The Settled Land Acts were a series of English land law enactments concerning the limits of creating a settlement, a conveyancing device used by a property owner who wants to ensure that provision of future generations of his family.

By using the device of the strict settlement the ownership of the property was divided over time by using limited freehold estates.

The most common example of strict settlement occurs where a landowner provides in his will that the land is to go to his eldest son for life and then the remainder is to pass to his son's eldest son in fee tail.

Settlement would often provide for payment of an annuity to the widow (jointure). Provision could be made for the younger children of the landowner by giving them a capital sum on reaching a certain age or getting married (portions). These were capital sums designed to set them up for life. They were secured by charging them on the land.

The strict settlement meant that the land was effectively inalienable.

The Settled Land Acts 1882 to 1890 is the collective title of the following Acts:

The primary aim of this legislation was as Lord Halsbury stated in Bruce v. Ailesbury "to release the land from the fetters of the settlement – to render it a marketable article not withstanding the settlement".

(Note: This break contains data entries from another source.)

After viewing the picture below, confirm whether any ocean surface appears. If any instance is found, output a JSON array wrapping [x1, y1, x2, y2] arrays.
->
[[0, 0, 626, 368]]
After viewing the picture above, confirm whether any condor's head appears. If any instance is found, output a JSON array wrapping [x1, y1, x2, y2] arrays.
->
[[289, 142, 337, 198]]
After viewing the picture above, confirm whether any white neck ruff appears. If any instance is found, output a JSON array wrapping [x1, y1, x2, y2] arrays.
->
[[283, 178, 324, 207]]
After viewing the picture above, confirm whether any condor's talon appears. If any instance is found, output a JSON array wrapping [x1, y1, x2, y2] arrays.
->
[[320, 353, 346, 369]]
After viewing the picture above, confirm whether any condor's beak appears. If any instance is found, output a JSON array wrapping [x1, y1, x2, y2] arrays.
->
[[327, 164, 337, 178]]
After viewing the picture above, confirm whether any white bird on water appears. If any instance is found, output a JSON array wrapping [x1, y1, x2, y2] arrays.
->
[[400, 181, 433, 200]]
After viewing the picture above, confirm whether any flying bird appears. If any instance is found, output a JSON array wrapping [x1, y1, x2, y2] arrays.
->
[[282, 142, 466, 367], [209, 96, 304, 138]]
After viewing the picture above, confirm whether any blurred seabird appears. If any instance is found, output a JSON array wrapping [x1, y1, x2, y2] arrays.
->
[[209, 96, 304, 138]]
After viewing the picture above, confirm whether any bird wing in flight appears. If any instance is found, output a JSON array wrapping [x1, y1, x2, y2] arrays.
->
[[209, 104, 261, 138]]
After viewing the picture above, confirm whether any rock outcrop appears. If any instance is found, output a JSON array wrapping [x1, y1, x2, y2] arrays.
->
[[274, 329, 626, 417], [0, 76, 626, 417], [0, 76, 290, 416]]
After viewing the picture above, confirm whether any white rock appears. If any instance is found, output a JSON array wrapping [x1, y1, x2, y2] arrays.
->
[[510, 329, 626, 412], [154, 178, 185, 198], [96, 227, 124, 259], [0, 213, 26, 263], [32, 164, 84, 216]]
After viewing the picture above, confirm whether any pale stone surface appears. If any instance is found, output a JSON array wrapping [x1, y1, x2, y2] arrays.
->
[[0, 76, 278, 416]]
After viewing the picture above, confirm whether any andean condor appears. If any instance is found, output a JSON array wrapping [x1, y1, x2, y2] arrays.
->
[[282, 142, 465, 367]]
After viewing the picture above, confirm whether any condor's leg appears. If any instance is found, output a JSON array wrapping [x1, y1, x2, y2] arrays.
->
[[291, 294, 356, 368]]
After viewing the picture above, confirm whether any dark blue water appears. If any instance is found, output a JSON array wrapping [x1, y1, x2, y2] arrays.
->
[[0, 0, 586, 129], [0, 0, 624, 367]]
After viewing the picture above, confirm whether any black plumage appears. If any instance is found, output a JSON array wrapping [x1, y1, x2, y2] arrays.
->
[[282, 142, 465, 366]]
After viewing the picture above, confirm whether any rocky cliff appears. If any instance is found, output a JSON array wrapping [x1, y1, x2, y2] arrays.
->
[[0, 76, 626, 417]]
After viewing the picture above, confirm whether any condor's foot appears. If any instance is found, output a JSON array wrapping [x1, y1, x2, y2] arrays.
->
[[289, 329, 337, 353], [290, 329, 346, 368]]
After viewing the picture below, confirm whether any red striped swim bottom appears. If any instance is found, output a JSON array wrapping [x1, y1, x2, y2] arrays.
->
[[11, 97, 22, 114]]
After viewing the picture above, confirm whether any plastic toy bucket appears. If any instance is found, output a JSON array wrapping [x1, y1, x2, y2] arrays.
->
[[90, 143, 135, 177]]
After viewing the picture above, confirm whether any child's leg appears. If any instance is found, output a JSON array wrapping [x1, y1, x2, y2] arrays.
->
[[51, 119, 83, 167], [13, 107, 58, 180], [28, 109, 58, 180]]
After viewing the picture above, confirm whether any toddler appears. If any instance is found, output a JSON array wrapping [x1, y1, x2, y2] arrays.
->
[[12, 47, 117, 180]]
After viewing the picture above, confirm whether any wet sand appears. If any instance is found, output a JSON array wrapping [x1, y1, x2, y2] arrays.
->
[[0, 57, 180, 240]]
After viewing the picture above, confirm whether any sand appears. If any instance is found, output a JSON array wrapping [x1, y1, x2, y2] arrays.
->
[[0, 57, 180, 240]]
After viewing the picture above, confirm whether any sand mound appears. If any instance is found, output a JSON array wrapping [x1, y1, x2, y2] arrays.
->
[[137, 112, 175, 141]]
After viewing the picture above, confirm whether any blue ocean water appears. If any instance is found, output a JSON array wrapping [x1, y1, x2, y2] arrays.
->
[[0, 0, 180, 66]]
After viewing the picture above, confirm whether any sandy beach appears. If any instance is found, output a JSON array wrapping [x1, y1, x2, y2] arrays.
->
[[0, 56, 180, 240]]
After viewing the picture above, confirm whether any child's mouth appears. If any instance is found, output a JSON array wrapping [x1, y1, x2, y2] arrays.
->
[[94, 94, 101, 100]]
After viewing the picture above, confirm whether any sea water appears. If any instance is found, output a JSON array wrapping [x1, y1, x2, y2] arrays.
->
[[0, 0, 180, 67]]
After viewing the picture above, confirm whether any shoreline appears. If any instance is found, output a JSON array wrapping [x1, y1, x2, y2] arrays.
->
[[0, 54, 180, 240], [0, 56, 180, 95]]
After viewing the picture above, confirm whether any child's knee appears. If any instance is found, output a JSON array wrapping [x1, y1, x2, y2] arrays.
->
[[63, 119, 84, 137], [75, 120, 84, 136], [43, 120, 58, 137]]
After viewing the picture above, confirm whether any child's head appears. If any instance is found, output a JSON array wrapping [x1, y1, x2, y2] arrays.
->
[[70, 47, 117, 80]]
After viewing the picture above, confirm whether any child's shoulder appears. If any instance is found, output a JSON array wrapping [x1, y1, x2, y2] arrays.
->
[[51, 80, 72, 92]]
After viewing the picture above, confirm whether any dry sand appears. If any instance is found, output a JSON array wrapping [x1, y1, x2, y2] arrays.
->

The legislation achieved this by giving the tenant for life statutory powers to deal with the land which far exceeded the powers he had previously under common law. The most important of these powers was the power of the tenant for life to sell the fee simple interest in the land and not just a life estate pur autre vie.

Second aim of the legislation was to protect the interests of the beneficiaries under the settlement. Their interests were over-reached i.e. they detached from the land and became attached to the proceeds of sale instead, their interests shifted to the money – i.e. the settlement now applied to the proceeds of sale.

The Acts apply whenever there is a settlement.

A settlement is defined by s2(1) of the 1882 Act as "any land or any estate or interest in land, which stands for the time being limited to or in trust for any persons by way of succession".

Basically whenever a document creates a succession of interests in land the Settled Land Acts will apply.

Generally there must be an element of succession. Section 59 creates one situation of settled land where there is no element of succession – where an infant is entitled in possession to land it is deemed to be settled land even though it may not be limited by way of succession i.e. he might he entitled to a fee simple. This was to ensure the commerciability of land owned by a minor as a purchaser would be reluctant to sign a contract with him given that it was voidable once the minor reached the age of majority.